When the children are small (or in the case of my older two, not quite as small as they used to be) it is easy to feel like a victim. Maybe this isn’t your experience. But I have found myself struggling with bouncing between the extremes of selfishness and martyrdom. Yes, I have needs, and burning myself out (and feeling bitter about it) isn’t useful to my family. But at the same time, I am not entitled to my “me time” either.

Even the church can’t seem to make up its mind. After generations of telling women to sacrifice all for their families, now the pendulum swings the other way and we see women willing to abandon their families for a “higher” calling of ministry. (Let me be clear here, I am not criticizing women who work outside the home or are heavily involved in ministry. Those things aren’t good or bad. It is what we do with them, and the attitude in which we do it that the issue lies).
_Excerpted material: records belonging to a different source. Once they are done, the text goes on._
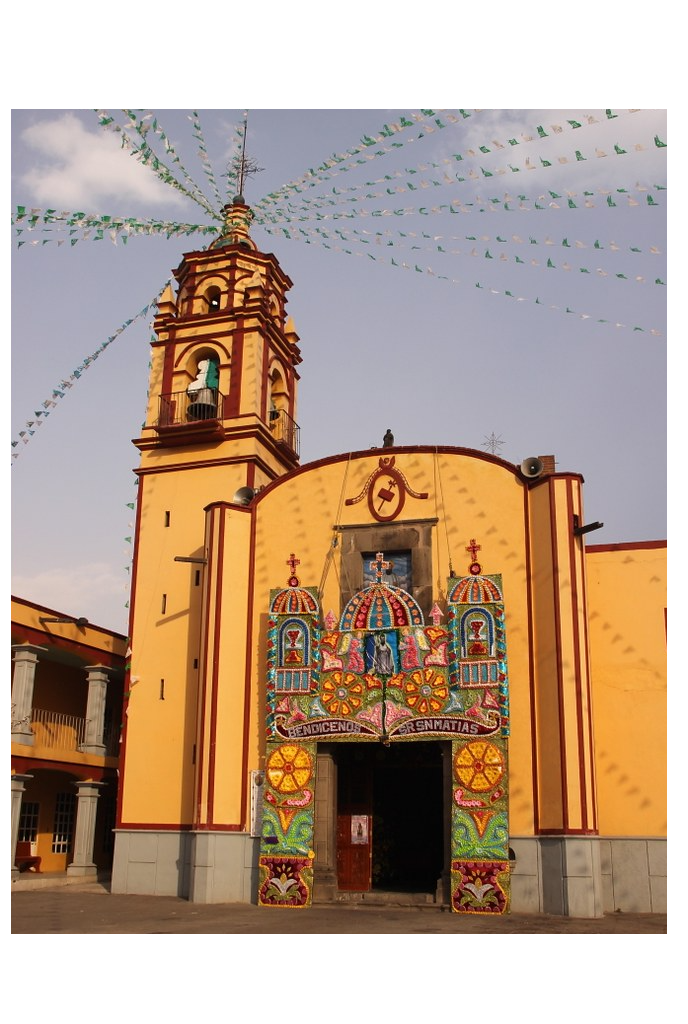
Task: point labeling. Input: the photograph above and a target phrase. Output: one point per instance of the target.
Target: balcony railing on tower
(206, 406)
(181, 408)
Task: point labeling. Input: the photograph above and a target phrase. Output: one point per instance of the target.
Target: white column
(26, 659)
(95, 711)
(87, 808)
(16, 787)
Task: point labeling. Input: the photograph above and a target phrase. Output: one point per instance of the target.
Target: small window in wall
(28, 822)
(62, 829)
(394, 566)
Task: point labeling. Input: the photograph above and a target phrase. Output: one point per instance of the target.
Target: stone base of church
(203, 867)
(588, 876)
(567, 876)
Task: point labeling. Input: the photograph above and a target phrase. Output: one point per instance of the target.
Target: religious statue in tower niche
(383, 656)
(203, 392)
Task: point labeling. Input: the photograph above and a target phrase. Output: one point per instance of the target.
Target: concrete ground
(50, 907)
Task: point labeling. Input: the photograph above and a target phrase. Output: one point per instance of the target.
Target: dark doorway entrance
(390, 816)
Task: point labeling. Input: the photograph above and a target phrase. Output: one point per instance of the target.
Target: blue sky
(511, 293)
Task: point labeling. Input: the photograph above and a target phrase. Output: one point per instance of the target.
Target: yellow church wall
(545, 659)
(161, 712)
(229, 698)
(627, 590)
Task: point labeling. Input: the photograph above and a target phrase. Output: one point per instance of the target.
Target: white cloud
(84, 169)
(95, 590)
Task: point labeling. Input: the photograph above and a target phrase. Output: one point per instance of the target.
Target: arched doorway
(390, 816)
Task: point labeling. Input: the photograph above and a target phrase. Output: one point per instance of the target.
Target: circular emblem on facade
(479, 766)
(386, 495)
(289, 768)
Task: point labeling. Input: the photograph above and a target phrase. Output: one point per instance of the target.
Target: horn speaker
(532, 467)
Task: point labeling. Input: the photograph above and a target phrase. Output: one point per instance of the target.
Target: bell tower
(223, 379)
(220, 425)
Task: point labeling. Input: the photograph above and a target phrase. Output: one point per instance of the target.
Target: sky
(487, 279)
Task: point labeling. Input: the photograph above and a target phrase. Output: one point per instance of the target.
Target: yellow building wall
(627, 591)
(227, 708)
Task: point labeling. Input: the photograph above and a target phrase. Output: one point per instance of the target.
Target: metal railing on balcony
(181, 408)
(67, 732)
(285, 430)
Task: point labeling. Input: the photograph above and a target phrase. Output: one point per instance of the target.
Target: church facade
(400, 669)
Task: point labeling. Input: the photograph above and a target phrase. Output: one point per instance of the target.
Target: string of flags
(493, 291)
(337, 163)
(145, 156)
(510, 203)
(277, 215)
(203, 156)
(384, 239)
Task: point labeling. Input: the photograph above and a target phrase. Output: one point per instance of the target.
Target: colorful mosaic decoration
(381, 674)
(286, 854)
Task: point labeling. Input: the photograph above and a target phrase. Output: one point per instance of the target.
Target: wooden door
(354, 828)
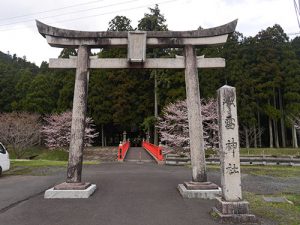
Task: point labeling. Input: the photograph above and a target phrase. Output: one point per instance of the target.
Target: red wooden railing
(122, 150)
(154, 150)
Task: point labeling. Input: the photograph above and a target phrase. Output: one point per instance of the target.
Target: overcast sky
(18, 33)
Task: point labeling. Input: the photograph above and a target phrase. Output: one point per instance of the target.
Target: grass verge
(282, 213)
(39, 167)
(273, 171)
(270, 151)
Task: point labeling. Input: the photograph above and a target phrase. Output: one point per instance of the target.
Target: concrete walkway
(127, 194)
(136, 154)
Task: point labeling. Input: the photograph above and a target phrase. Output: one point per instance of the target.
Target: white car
(4, 159)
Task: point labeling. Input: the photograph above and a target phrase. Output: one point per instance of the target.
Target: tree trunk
(282, 125)
(78, 117)
(271, 133)
(255, 136)
(246, 137)
(194, 115)
(155, 109)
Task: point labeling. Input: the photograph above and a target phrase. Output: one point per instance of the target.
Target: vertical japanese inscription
(229, 144)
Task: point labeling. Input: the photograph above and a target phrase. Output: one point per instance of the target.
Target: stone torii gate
(136, 42)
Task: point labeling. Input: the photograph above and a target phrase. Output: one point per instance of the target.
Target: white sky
(19, 34)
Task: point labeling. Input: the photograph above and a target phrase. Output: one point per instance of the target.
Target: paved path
(136, 154)
(127, 194)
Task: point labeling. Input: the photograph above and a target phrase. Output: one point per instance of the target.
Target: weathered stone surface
(200, 185)
(275, 199)
(203, 194)
(72, 186)
(194, 115)
(78, 117)
(234, 212)
(45, 29)
(239, 207)
(119, 63)
(229, 144)
(86, 193)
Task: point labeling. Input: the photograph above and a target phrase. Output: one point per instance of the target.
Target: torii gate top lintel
(45, 29)
(58, 37)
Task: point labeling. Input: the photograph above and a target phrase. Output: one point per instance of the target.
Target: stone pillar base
(71, 190)
(234, 212)
(203, 190)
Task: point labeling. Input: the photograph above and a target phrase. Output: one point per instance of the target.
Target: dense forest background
(265, 69)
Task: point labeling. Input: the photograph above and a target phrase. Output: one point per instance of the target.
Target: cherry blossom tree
(57, 130)
(174, 129)
(19, 130)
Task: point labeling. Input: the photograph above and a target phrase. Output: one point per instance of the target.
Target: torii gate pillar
(194, 115)
(78, 117)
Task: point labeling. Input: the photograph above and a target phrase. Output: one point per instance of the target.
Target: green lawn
(43, 154)
(270, 151)
(282, 213)
(273, 171)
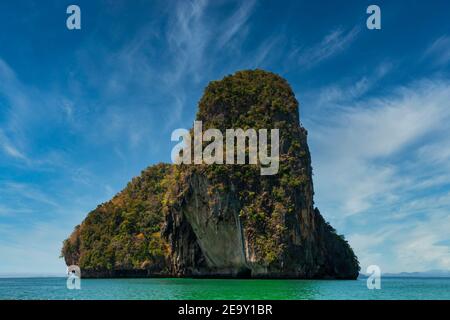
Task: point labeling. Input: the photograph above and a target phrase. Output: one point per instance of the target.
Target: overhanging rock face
(221, 220)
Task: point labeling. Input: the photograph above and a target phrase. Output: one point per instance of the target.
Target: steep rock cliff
(220, 220)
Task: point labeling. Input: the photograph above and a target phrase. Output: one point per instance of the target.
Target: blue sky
(81, 112)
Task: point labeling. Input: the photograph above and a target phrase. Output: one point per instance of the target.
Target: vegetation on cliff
(220, 220)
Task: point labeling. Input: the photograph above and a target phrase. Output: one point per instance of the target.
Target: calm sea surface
(55, 288)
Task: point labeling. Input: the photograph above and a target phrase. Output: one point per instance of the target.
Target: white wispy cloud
(333, 43)
(235, 23)
(439, 51)
(375, 160)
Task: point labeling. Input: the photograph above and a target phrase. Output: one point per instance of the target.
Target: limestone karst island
(220, 220)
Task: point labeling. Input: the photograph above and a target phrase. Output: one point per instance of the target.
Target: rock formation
(220, 220)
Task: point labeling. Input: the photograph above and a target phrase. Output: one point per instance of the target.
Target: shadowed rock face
(220, 220)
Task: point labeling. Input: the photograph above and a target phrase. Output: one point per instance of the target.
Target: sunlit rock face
(221, 220)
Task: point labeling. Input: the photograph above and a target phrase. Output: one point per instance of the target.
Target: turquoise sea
(124, 289)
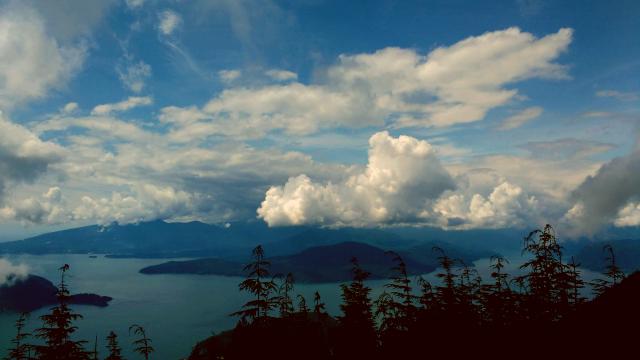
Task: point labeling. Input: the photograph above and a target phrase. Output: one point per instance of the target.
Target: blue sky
(456, 114)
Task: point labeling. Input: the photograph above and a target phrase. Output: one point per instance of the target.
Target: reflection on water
(176, 310)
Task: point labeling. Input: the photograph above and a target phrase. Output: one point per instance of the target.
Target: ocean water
(176, 310)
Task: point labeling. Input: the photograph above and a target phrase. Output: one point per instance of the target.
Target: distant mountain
(152, 239)
(627, 253)
(330, 263)
(232, 241)
(34, 292)
(159, 239)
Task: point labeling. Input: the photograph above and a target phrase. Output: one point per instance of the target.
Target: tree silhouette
(94, 353)
(612, 273)
(318, 305)
(58, 327)
(575, 283)
(257, 285)
(113, 347)
(446, 293)
(285, 303)
(143, 344)
(20, 350)
(357, 336)
(302, 305)
(546, 280)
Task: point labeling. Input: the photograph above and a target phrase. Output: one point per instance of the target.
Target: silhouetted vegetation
(56, 340)
(113, 347)
(458, 315)
(542, 311)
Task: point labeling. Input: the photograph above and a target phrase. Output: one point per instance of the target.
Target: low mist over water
(177, 310)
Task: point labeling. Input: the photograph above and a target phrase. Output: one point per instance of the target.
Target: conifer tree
(142, 345)
(58, 327)
(613, 274)
(427, 297)
(302, 305)
(94, 353)
(113, 347)
(497, 297)
(261, 305)
(285, 303)
(318, 305)
(21, 349)
(546, 280)
(357, 323)
(575, 283)
(400, 301)
(446, 293)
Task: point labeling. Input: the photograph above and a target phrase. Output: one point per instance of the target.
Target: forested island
(460, 315)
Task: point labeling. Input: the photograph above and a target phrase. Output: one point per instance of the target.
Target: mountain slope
(34, 292)
(329, 263)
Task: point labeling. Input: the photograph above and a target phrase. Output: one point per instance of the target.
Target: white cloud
(70, 108)
(23, 156)
(10, 272)
(281, 75)
(130, 103)
(49, 208)
(629, 215)
(135, 4)
(507, 205)
(33, 62)
(134, 74)
(228, 76)
(519, 119)
(170, 21)
(448, 86)
(607, 196)
(620, 95)
(402, 179)
(146, 202)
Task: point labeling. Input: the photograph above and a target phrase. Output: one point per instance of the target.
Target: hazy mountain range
(234, 241)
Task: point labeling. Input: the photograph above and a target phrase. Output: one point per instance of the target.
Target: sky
(450, 114)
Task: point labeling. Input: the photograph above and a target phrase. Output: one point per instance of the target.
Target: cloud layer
(448, 86)
(33, 61)
(403, 183)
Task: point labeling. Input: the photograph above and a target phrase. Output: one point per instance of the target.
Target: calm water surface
(176, 310)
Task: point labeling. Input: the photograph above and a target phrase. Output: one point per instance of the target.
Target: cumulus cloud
(608, 196)
(620, 95)
(130, 103)
(507, 205)
(33, 62)
(170, 21)
(146, 202)
(402, 179)
(70, 108)
(47, 209)
(23, 156)
(519, 119)
(10, 272)
(135, 4)
(134, 74)
(281, 75)
(228, 76)
(399, 87)
(629, 215)
(566, 148)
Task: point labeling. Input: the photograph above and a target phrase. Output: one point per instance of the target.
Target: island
(34, 292)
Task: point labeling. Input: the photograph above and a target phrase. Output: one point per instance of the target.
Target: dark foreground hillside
(605, 328)
(541, 313)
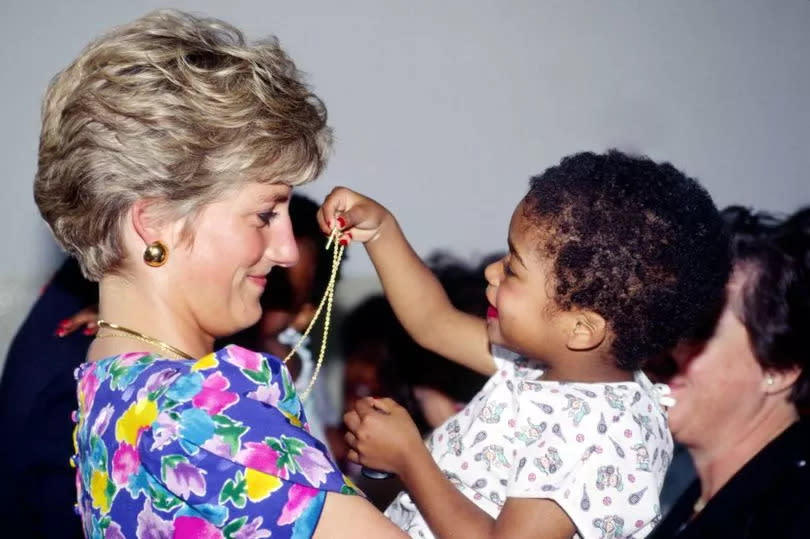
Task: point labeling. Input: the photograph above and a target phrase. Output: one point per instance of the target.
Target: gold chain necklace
(121, 331)
(326, 300)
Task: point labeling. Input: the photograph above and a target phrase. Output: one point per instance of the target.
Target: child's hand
(381, 435)
(85, 318)
(357, 217)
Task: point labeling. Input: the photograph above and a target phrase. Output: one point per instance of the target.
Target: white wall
(443, 109)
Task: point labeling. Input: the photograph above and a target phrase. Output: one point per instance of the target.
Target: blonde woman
(168, 152)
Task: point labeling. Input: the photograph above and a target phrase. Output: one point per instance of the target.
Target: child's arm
(384, 437)
(417, 297)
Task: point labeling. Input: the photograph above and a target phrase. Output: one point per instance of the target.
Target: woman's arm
(415, 294)
(349, 516)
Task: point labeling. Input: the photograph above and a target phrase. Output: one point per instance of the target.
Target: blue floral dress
(208, 448)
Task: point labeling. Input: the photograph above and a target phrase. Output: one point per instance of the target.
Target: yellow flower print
(138, 416)
(260, 485)
(99, 491)
(206, 362)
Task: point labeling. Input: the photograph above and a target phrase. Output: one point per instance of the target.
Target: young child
(612, 259)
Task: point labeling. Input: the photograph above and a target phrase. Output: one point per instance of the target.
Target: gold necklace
(121, 331)
(326, 300)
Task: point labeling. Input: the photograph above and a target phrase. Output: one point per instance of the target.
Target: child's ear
(778, 381)
(587, 331)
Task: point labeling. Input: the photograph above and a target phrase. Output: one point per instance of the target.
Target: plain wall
(443, 110)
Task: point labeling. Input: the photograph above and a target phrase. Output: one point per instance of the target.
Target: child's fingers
(352, 420)
(385, 405)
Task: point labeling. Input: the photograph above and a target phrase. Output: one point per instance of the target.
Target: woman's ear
(147, 221)
(587, 331)
(778, 381)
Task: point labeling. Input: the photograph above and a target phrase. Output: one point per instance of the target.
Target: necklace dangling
(326, 301)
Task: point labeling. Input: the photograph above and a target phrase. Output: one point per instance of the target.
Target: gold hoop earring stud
(155, 254)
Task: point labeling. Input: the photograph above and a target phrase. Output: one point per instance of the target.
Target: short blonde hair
(170, 107)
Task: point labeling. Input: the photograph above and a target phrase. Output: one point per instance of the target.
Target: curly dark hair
(636, 241)
(773, 257)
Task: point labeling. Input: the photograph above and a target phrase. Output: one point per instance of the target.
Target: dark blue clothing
(37, 396)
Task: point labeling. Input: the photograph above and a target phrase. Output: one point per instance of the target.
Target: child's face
(521, 290)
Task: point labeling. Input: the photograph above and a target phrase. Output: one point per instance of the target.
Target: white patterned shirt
(599, 450)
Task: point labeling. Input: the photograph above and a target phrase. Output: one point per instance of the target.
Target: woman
(737, 397)
(167, 156)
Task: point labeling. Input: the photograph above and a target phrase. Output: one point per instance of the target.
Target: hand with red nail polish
(359, 218)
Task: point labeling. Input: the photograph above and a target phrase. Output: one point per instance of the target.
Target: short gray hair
(172, 107)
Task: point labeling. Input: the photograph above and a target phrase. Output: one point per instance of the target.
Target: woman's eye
(266, 216)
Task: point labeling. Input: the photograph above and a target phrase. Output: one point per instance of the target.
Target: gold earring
(155, 254)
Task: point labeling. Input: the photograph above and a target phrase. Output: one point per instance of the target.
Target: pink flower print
(126, 462)
(298, 498)
(164, 431)
(150, 525)
(88, 386)
(267, 393)
(244, 359)
(184, 479)
(113, 531)
(212, 397)
(262, 457)
(102, 420)
(314, 465)
(196, 527)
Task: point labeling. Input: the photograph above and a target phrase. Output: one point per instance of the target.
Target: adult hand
(356, 216)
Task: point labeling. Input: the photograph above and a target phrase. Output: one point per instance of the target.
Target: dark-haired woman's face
(719, 386)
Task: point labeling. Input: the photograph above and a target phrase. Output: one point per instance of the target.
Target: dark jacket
(768, 498)
(37, 396)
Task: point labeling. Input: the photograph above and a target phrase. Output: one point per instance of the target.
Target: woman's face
(718, 387)
(219, 277)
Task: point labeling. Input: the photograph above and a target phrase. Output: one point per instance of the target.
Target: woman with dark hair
(738, 396)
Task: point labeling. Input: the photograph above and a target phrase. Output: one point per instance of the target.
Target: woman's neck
(142, 309)
(718, 462)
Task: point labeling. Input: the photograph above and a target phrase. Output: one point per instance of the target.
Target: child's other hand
(357, 217)
(381, 435)
(85, 318)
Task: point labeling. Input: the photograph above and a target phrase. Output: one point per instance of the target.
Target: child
(612, 259)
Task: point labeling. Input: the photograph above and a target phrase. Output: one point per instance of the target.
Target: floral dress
(208, 448)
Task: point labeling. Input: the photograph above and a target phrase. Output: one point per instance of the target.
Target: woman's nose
(282, 247)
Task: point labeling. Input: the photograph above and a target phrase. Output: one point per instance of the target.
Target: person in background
(738, 395)
(37, 397)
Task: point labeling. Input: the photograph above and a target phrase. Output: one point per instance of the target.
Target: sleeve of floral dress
(230, 443)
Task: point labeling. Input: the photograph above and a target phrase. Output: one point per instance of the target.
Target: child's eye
(266, 216)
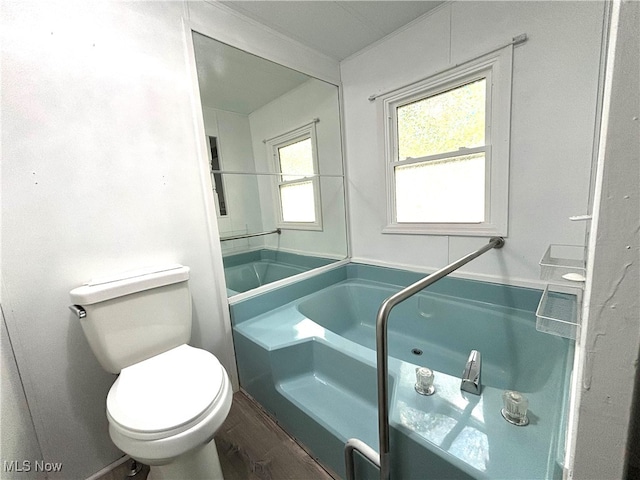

I find myself in the place again looking at how to love sacrificially. How can I learn to love them with abandon? What does this look like in my life? The only example I can look to is Christ is his time on earth. Why only him? Because he did take time for himself yet he was without the sin of selfishness. We see in the scriptures that sometimes he prioritized self-care for both himself and his disciples. But I doubt Jesus looked as his disciples and uttered the words “Ok, I’ve had enough of you. This is ‘my time.’ Get out of my face.” (Not that I’ve EVER said that, and I’m sure you haven’t either, right? wink wink).

So how did he do it? The Father was his source. He had a mission, and he constantly communed and touched base with the Father to keep him on course. This is something I can do as well. I can serve my children, my family, and my ministry obligations and still take care of myself. But I need to be continually listening for the still small voice so I can learn when to stand aside and when to press forward. Not because of my own selfish desires but because I have become attuned to the voice of the Father as Jesus was. Then I can love and serve without expecting anything in return and without worrying that the well will run dry. Because I am connected to the source and allowing myself to be continually replenished.

This will look different in each life. For me right now, it looks like pursuing silence, listening closely, deep breaths and constant attitude adjustment. May you find what it looks like for you, so you can love with abandon.